We find that positive assortment and pay-off differences between cooperators and defectors differ when comparing scenarios with and without selection, which indicates that rapid evolutionary dynamics are occurring in the selection scenarios. Specifically, rapid evolution occurs because changes in positive assortment feed back on evolutionary dynamics, which crucially impacts the evolution of cooperation. At high frequencies of cooperators these feedback dynamics increase positive assortment facilitating the evolution of cooperation. In contrast, at low frequencies of cooperators rapid evolutionary dynamics lead to a decrease in assortment, which acts against the evolution of cooperation.
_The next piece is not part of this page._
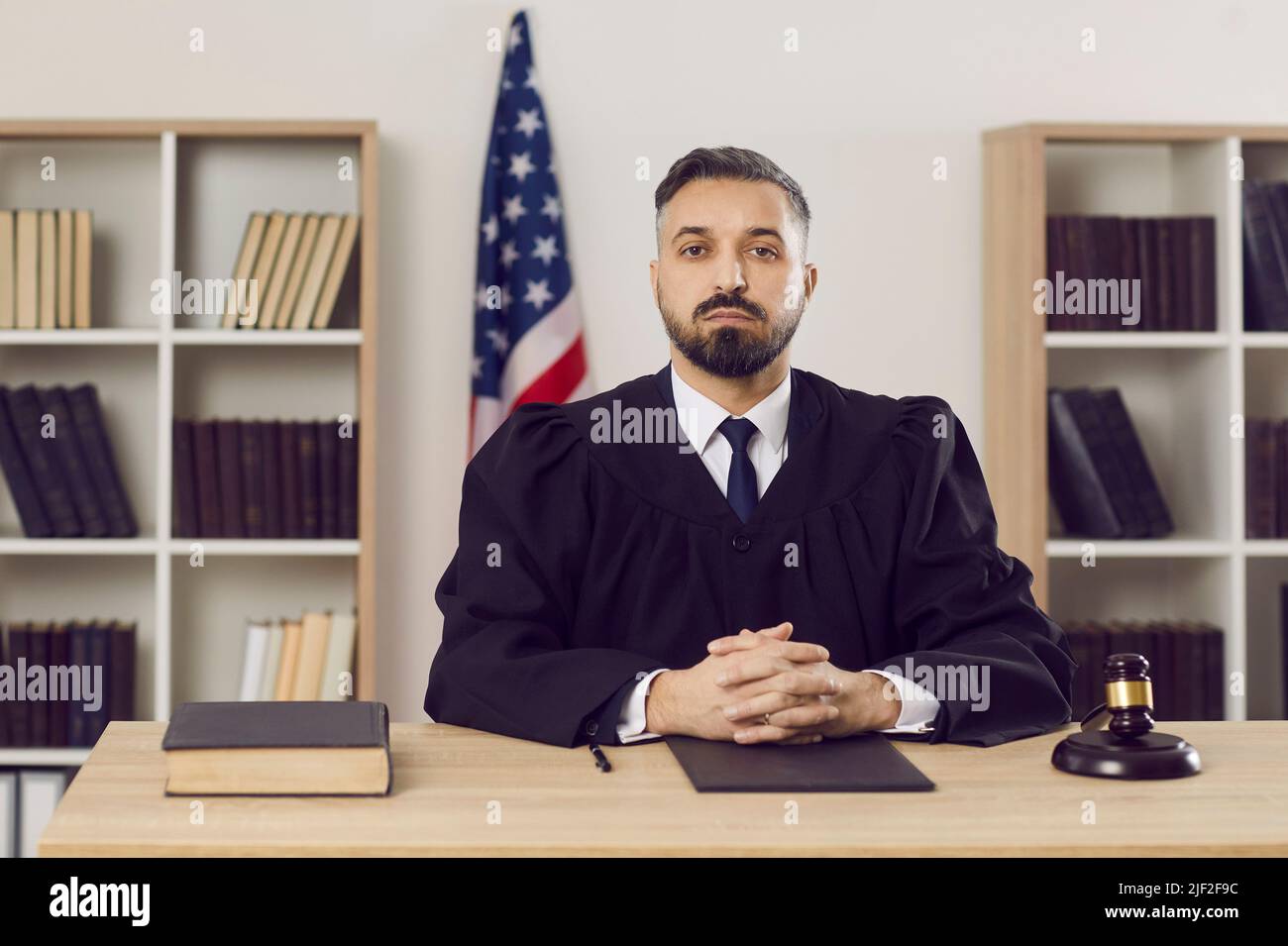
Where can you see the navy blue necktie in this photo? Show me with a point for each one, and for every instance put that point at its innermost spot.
(742, 475)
The contrasting dynamics at low and high frequencies of cooperators create positive frequency-dependent selection.

Conclusions

Rapid evolutionary dynamics can influence the evolution of cooperation in group-living species and lead to positive frequency-dependent selection even if population size and maximum group-size are not affected by evolutionary dynamics. Rapid evolutionary dynamics can emerge in this case because sufficiently strong selective pressures allow evolutionary and demographic dynamics, and consequently also feedback between assortment and evolution, to occur on the same timescale. In particular, emerging positive frequency-dependent selection could be an important explanation for differences in cooperative behaviors among different species with similar population structures such as humans and chimpanzees.